A draft of the document released by the US researchers on the website WCITLeaks showed a resolution stating that "all governments should have an equal role and responsibility for international Internet governance and for ensuring the stability, security and continuity of the existing Internet."

Kramer said the draft appeared to give governments a green light to respond to spam and cybersecurity and thus "opens the door to regulating other types of content including political speech."

US lawmakers had voted unanimously to oppose any efforts to give the United Nations new authority to regulate the Internet, and a variety of Internet activists and US firms, led by Google, had also warned against new regulations.

A US lobby of major IT firms, the Internet Association, said its fears were materializing.

"Under the cover of darkness the United Nations appears to have moved one step closer to regulating the Internet," association president Michael Beckerman said.

"Millions of people across the globe have rejected the proposed UN takeover of the Internet," he said, adding that the treaty "may forever alter the free and open multi-stakeholder governance model under which the Internet has thrived."

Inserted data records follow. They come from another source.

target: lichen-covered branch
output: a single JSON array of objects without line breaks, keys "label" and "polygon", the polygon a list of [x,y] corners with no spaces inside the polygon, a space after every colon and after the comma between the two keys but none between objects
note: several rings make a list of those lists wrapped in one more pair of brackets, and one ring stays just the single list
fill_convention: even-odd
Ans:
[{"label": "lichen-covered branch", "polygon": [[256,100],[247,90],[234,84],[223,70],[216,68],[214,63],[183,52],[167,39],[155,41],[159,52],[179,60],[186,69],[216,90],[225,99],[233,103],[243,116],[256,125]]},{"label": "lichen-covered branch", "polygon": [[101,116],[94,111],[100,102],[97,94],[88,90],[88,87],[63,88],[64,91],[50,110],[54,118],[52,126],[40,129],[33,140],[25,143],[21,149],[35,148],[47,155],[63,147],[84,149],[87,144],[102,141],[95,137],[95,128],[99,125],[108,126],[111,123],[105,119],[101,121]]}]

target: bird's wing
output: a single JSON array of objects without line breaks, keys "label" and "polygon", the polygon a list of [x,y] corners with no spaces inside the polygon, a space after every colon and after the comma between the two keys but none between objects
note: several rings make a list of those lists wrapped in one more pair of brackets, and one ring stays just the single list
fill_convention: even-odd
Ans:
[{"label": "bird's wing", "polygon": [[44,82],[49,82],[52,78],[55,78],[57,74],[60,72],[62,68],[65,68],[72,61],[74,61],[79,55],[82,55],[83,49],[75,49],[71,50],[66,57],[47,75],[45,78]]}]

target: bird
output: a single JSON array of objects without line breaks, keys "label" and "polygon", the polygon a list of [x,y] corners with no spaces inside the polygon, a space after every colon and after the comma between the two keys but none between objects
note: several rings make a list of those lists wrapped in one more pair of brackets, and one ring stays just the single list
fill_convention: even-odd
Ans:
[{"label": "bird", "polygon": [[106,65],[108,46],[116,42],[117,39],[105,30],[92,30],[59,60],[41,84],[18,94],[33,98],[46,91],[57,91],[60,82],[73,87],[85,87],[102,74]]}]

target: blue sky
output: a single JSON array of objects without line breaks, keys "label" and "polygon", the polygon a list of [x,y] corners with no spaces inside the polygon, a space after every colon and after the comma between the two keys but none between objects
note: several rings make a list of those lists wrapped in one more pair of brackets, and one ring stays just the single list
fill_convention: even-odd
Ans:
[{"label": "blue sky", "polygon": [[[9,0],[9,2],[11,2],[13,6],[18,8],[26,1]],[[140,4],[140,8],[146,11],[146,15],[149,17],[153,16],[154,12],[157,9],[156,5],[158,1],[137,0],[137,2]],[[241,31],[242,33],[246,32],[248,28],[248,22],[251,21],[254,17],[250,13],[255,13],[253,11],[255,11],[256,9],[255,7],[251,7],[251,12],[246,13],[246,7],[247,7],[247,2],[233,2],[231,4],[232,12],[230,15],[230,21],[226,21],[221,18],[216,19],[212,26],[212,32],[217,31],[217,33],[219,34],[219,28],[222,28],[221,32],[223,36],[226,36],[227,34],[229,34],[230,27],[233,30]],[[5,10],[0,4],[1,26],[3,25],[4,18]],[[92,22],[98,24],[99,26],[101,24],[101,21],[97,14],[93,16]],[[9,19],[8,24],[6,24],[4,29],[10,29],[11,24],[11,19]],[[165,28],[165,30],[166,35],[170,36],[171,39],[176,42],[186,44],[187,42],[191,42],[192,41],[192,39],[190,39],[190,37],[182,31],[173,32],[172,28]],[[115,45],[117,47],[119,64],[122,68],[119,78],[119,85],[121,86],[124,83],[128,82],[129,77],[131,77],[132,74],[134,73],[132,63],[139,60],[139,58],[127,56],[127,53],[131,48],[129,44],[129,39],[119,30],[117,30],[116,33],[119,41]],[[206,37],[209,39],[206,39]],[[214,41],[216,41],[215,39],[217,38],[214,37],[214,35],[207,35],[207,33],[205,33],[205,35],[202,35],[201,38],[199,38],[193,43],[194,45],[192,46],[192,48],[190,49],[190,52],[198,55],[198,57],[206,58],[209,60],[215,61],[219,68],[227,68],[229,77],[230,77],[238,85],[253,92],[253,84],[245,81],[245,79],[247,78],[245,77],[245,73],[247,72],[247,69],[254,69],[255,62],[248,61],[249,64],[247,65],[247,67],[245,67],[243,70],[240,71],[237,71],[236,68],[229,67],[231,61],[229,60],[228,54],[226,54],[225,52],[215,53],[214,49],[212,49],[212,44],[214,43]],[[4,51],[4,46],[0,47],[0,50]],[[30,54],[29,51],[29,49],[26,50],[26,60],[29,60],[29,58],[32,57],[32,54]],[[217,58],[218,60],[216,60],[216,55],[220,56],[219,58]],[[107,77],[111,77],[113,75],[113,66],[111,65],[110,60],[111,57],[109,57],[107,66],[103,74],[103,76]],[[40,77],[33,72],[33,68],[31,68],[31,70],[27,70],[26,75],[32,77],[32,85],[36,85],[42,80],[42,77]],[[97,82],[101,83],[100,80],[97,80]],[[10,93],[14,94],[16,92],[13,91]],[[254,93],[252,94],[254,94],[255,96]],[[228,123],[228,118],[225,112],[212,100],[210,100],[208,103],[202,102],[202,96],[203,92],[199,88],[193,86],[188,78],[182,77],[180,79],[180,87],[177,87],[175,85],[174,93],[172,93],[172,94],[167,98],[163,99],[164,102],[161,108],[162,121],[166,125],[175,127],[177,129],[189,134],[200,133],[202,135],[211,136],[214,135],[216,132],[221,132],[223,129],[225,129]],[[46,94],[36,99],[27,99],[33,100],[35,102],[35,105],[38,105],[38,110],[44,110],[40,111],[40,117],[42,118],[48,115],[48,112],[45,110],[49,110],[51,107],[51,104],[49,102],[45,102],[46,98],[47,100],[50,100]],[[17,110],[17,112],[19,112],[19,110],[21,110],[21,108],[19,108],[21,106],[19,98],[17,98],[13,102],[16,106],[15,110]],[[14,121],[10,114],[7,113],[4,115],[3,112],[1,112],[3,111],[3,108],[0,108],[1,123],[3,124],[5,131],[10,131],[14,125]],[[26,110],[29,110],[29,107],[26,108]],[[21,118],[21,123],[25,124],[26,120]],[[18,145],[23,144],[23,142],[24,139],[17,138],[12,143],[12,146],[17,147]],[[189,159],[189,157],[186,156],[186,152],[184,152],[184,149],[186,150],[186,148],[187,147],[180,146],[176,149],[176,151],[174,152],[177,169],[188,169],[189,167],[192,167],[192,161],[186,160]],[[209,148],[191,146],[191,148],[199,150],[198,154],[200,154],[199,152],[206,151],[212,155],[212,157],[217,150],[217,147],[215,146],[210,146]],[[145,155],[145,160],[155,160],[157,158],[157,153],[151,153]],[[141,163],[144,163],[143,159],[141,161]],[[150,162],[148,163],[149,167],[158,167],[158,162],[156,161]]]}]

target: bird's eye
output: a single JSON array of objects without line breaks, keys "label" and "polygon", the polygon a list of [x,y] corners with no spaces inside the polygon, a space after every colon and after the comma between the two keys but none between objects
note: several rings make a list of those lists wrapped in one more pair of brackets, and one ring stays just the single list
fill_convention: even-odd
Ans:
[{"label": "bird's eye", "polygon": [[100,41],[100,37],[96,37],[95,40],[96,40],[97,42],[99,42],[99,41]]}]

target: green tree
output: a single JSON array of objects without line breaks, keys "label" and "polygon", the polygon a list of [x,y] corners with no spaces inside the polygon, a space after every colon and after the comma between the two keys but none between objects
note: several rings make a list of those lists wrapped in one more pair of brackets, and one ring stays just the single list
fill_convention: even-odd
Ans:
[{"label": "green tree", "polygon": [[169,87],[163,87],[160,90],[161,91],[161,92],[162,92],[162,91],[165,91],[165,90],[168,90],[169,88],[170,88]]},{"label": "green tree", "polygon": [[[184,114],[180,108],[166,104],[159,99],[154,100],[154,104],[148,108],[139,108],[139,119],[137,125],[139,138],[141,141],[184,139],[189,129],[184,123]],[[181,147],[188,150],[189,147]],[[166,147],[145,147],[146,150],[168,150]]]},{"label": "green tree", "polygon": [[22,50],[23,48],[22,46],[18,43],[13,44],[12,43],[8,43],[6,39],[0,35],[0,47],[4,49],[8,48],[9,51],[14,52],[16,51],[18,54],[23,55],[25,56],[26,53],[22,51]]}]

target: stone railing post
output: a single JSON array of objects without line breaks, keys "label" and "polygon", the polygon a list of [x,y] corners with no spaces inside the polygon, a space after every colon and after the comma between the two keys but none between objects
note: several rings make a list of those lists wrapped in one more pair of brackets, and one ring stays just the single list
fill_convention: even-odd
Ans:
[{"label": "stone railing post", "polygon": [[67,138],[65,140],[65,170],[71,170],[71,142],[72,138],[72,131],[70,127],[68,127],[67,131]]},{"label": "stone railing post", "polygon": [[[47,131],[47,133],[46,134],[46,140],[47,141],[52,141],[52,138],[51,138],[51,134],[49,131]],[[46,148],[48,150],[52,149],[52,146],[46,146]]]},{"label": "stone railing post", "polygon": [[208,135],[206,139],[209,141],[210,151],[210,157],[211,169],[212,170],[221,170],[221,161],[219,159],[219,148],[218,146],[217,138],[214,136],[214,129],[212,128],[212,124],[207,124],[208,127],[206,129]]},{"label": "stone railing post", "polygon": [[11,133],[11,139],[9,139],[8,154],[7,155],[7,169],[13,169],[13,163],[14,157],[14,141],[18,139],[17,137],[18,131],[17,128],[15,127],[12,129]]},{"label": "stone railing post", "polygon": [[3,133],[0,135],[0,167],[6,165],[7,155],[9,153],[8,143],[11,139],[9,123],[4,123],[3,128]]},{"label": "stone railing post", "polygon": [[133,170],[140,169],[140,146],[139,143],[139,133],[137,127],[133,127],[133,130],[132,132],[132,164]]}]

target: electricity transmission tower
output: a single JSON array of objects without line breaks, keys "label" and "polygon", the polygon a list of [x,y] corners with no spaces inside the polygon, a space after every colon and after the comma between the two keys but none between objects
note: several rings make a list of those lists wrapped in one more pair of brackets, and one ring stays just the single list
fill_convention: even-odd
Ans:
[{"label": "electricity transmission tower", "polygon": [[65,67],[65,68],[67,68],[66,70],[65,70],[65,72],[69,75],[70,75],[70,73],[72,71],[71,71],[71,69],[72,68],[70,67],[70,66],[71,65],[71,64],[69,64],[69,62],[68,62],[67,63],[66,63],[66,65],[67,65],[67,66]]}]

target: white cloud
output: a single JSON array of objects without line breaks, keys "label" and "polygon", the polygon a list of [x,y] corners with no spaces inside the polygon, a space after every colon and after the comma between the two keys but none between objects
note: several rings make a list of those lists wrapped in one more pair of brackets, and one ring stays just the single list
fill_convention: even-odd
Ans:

Another US group, the Computer & Communications Industry Association, said the proposal "was adopted over substantial opposition and undermines the current bottom up, multi-stakeholder governance structure of the Internet."

CCIA said the vote also "sidesteps the traditional practice" of the ITU, which has operated by consensus and "contradicts the words of the ITU Secretary General Hamadoun Toure, who for months insisted that the WCIT would under no circumstances address Internet concerns."